Bill Abram
- Full name: William Geoffrey Abram
- Date of birth: 28 October 1957 (age 67)
- Place of birth: Sydney, NSW, Australia
- School: The King's School

Rugby union career
- Position(s): Prop

International career
- Years: Team / Apps / (Points)
- 1986: Australia

= Bill Abram =

Australian rugby union player (born 1957)

William Geoffrey Abram (born 28 October 1957) is an Australian former professional rugby union player.

Abram, a Quirindi junior product, boarded at The King's School and was their 1st XV captain in 1975.

A front row forward, Abram toured New Zealand in 1982 with New South Wales. He joined Randwick in 1983 and injured his knee in the final match of the season, which required a full reconstruction. After recovering, Abram ended up at Brisbane club Wests and came into Wallabies contention when he was named in an extended 40-man squad for the 1984 tour of Britain and Ireland, but a neck injury suffered during weight training ended his chances.

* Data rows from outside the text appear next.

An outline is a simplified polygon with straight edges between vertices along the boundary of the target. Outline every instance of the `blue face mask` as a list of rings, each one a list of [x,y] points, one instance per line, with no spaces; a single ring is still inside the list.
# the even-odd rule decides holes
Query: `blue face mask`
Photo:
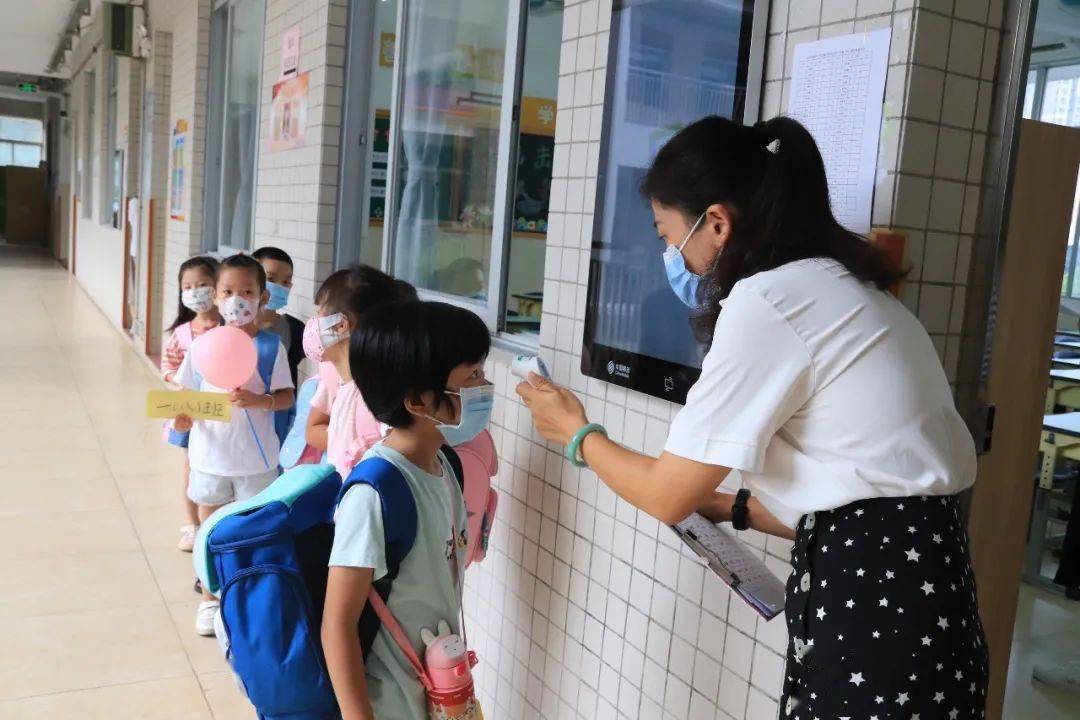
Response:
[[[697,307],[697,291],[701,276],[695,275],[686,267],[682,249],[686,247],[686,243],[690,241],[690,237],[704,219],[705,213],[701,213],[701,217],[694,223],[694,227],[690,228],[690,232],[686,234],[683,241],[678,245],[668,245],[664,250],[664,270],[667,272],[668,284],[671,285],[675,296],[682,300],[683,305],[690,308]]]
[[[491,383],[475,387],[461,388],[460,392],[447,390],[448,395],[461,398],[461,419],[457,425],[439,423],[439,431],[446,439],[446,444],[455,447],[467,443],[479,435],[491,422],[491,411],[495,407],[495,386]]]
[[[284,285],[267,282],[266,291],[270,293],[270,300],[266,303],[268,310],[280,310],[289,303],[289,288]]]

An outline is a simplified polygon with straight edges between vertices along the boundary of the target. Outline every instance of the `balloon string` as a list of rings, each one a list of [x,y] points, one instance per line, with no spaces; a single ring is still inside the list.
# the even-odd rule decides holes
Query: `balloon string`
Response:
[[[247,408],[244,408],[244,414],[247,415],[248,427],[251,428],[251,434],[255,437],[255,444],[259,446],[259,454],[262,455],[263,462],[266,464],[266,469],[270,469],[270,461],[266,459],[266,451],[263,450],[262,440],[259,439],[259,433],[255,432],[255,423],[251,420],[251,413]]]

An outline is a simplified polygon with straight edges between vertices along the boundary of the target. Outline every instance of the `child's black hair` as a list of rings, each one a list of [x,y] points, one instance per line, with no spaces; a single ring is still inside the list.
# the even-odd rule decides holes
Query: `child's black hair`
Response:
[[[180,270],[176,273],[176,319],[172,321],[167,332],[195,319],[195,311],[184,305],[184,273],[188,270],[202,270],[210,277],[210,284],[213,285],[217,281],[218,261],[209,255],[196,255],[180,263]]]
[[[283,262],[289,267],[293,266],[292,258],[289,257],[289,253],[285,252],[281,248],[276,248],[270,245],[259,248],[255,252],[251,253],[251,257],[255,258],[259,262],[263,260],[277,260]]]
[[[330,273],[315,293],[315,304],[327,314],[344,313],[353,325],[379,303],[416,300],[416,288],[369,265],[353,265]]]
[[[409,427],[405,400],[426,392],[449,402],[446,381],[463,363],[483,362],[487,325],[474,313],[439,302],[393,302],[363,316],[349,345],[349,370],[364,404],[380,421]]]
[[[232,268],[233,270],[247,270],[252,273],[259,282],[259,293],[261,294],[266,290],[266,271],[263,270],[262,264],[251,255],[237,253],[225,258],[221,261],[221,267],[218,268],[218,275],[221,274],[222,270],[229,268]]]

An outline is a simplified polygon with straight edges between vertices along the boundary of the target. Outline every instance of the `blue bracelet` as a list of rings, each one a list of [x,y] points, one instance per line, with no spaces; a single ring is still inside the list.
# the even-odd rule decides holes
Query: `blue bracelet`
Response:
[[[604,437],[607,437],[607,430],[604,429],[603,425],[600,425],[599,423],[589,423],[574,433],[574,437],[570,438],[570,442],[566,444],[566,459],[579,468],[588,467],[585,458],[581,456],[581,444],[585,442],[586,437],[594,432],[601,433]]]

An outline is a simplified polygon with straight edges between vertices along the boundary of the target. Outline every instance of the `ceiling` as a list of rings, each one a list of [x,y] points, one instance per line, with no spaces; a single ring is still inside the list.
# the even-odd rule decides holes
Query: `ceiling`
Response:
[[[46,75],[74,6],[75,0],[0,0],[0,72]]]

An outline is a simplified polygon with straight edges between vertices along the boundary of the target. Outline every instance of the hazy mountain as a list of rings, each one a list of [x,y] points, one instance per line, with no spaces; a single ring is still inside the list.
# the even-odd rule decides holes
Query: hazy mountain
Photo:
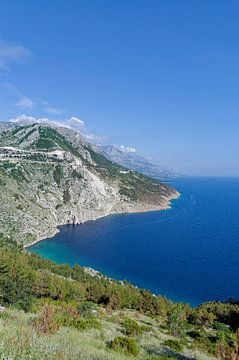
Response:
[[[137,152],[127,148],[119,148],[115,145],[98,146],[96,150],[111,161],[125,166],[128,169],[140,172],[144,175],[168,180],[179,176],[176,172],[163,166],[153,163],[146,157],[140,156]]]

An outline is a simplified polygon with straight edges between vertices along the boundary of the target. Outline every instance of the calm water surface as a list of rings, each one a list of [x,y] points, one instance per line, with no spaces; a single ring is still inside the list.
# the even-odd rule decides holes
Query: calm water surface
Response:
[[[29,248],[196,305],[239,298],[239,179],[182,178],[172,209],[112,215]]]

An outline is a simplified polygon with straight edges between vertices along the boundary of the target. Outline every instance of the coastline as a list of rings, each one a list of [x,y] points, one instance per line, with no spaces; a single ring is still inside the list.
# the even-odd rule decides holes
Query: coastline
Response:
[[[104,218],[106,216],[110,216],[110,215],[117,215],[117,214],[138,214],[138,213],[145,213],[145,212],[153,212],[153,211],[164,211],[164,210],[169,210],[171,209],[171,202],[173,200],[177,200],[179,199],[179,197],[181,196],[181,194],[176,191],[176,194],[175,196],[172,196],[170,197],[169,199],[167,199],[167,203],[165,204],[165,206],[160,206],[160,207],[152,207],[152,208],[142,208],[142,209],[128,209],[128,210],[125,210],[125,211],[113,211],[113,212],[109,212],[107,214],[102,214],[102,215],[98,215],[94,218],[90,218],[90,219],[86,219],[86,220],[82,220],[81,223],[79,223],[79,225],[81,224],[84,224],[88,221],[95,221],[95,220],[98,220],[98,219],[101,219],[101,218]],[[33,246],[37,243],[39,243],[40,241],[43,241],[43,240],[47,240],[47,239],[51,239],[52,237],[54,237],[56,234],[58,234],[60,232],[59,230],[59,226],[64,226],[64,225],[67,225],[66,223],[65,224],[58,224],[57,227],[54,228],[52,234],[50,234],[49,236],[47,237],[44,237],[44,238],[39,238],[39,239],[36,239],[32,242],[30,242],[29,244],[24,244],[23,245],[23,249],[27,249],[28,247],[30,246]]]

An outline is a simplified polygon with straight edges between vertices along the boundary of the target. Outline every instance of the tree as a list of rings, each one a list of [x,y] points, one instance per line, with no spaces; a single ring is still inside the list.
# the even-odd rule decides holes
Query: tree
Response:
[[[19,253],[0,251],[0,297],[4,304],[28,310],[32,300],[34,272]]]

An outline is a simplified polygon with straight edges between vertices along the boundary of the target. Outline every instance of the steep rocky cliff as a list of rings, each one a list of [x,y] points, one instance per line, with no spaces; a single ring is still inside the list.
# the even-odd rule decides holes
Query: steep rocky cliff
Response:
[[[160,210],[178,193],[107,160],[78,133],[41,124],[0,133],[0,232],[30,243],[57,226]]]

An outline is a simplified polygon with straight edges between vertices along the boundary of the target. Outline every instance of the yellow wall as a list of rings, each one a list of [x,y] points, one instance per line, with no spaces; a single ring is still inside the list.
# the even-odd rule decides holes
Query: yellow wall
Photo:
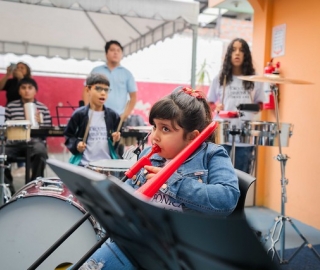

Abram won a premiership with Wests in 1985 and the following year was in the team that made the semi-finals of the Toulouse Masters, a world club championship hosted by France.

In 1986, Abram was called up by the Wallabies as a reserve for a Test match against Italy at Ballymore. He didn't get to come on off the bench and missed another opportunity to win a cap when an injured hamstring ruled him out of that year's tour of New Zealand, for which he was due to be selected.

Abram's son Geoff played professional rugby and his daughter Felicity was a world number one ranked triathlete.